The Suicide Squad Review: An Enjoyable Mix of Comedy and Cartoon Violence

The Suicide Squad Review: A Satisfying Do-Over

The Suicide Squad (or Suicide Squad 2) is a satisfying do-over to the bafflingly disastrous Suicide Squad. The movie benefits from a consistent vision, cohesive script, and a solid cast.

James Gunn takes full advantage of the R-rating that Marvel would never let him play with, balancing action-comedy with gory violence. If you thought Deadpool was violent, then prepare for a sensory assault. The movie knows what it’s selling and embraces its nonsense, combining on-set special effects, prosthetics, and practical effects from massive set pieces.

In one sequence, Peacemaker and BloodSport turn a supposed rescue into a competition, showing off their skills as they kill rebels in creative ways. In another, flowers burst from soldiers as Harley Quinn kills them and makes her escape.

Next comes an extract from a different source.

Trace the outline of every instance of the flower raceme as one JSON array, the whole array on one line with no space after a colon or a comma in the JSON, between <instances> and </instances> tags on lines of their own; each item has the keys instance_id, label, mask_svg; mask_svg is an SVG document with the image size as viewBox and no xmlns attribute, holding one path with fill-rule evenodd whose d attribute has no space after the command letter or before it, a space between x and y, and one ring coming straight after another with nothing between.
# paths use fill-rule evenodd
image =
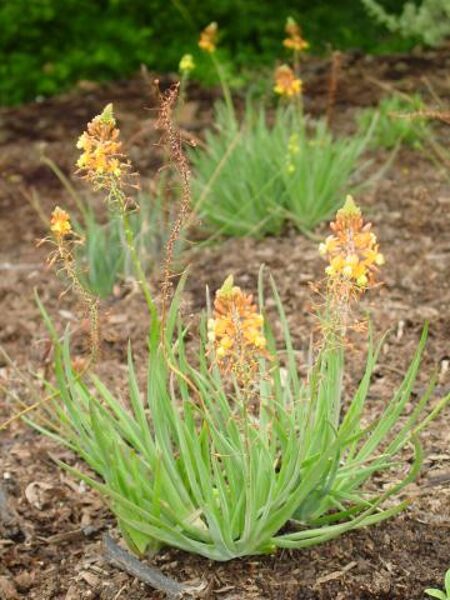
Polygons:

But Gunn doesn’t dwell far too long in one character that it pulls away from the main narrative. There’s no over-reliance on horribly edited flashbacks and montages and jukebox soundtrack, which are some of the many things that this movie has learned from its predecessor.

This includes “Harley Quinn” in her element, treated more than Hot Topic-inspired eye candy. Idris Elba replaces Will Smith and finally gets an action role that works. These two are the main draws in the ensemble cast, but the rest pull their weight. John Cena stands out as “Peacemaker” and it’s no surprise there have been talks for his own TV spin-off.

Numerous videos and articles have been made about who will survive and who won’t. It’s no surprise who manages to make it in the end, though some may lose a bet or two. I didn’t get attached to any of the characters but I am curious about sequels.

When the movie slides into the usual superhero routine of crumbling buildings, wide-scale city destruction, and the underdogs saving the day, Gunn keeps it focused on the characters and inserts a predictable but fitting message about what this movie ought to be in the first place.

There is also clever writing here about imperialistic forces disguising their war-mongering with nationalism, making “Starro The Conqueror” more of a victim rather than a villain. Amanda Waller reminds you of the cold chilling logic behind this mindset and Viola Davis finally gets to do what she does best rather than bark orders.

The Suicide Squad (Suicide Squad 2) accomplishes what it set out to do – deliver an enjoyable half-reboot/half-remake that gives you enough reason to skip Suicide Squad and Gangster Joker Leto.

The Suicide Squad

7

The Suicide Squad is an enjoyable superhero romp with an irreverent B-movie sense of humor, amusing cartoon violence, and no Gangster Leto Joker.